6 2 * Schoenberg always complained that his American pupils didn’t do enough work. There was one girl in the class in particular who, it is true, did almost no work at all. He asked her one day why she didn’t accomplish more. She said, “I don’t have any time.” He said, “How many hours are there in the day?” She said, “Twenty-four.” He said, “Nonsense: there are as many hours in a day as you put into it.”
John Cage — Indeterminacy
Turns out you can add hours of sleep to whatever limited-ass sleep-deprived regime you might have decided to try and subsist on because perhaps you’ve decided you can, oh, I dunno, master guitar, piano, keep on bassin’, get a little drumming technique, write, work, immerse yourself in politics, and occasionally talk to other humans (you probably don’t do that much; you probably should). And be in several bands. And have a job or two or three. Oh, and walk your dog.

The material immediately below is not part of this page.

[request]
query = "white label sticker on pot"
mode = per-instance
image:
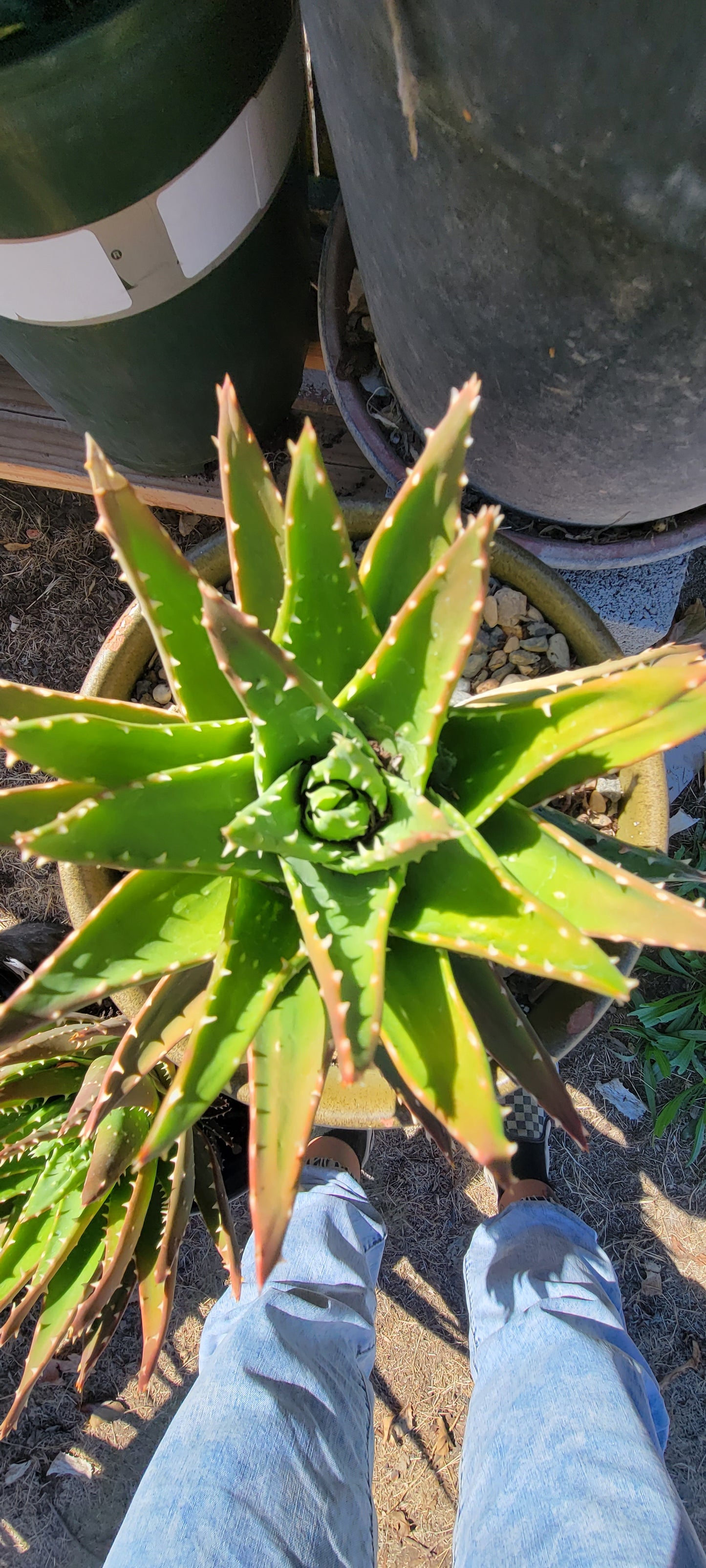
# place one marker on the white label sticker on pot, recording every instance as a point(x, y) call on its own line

I don’t know what kind of psychopath would take all that on, but if I did, I’d be happy to tell him what I learned, exhausted, last night: you can emerge into semi-consciousness, peer at the clock, will it backwards to an earlier time, and go back to sleep. This incredibly valuable technique (oh, I wish I’d discovered it sooner!) allowed me something like 20 hours of sleep in the narrow-ass 4 hour window I allotted myself… once I figured this out, I kept working the clock backwards, and this morning, at 5:15, I arose, refreshed, recuperated, and rejuvenated.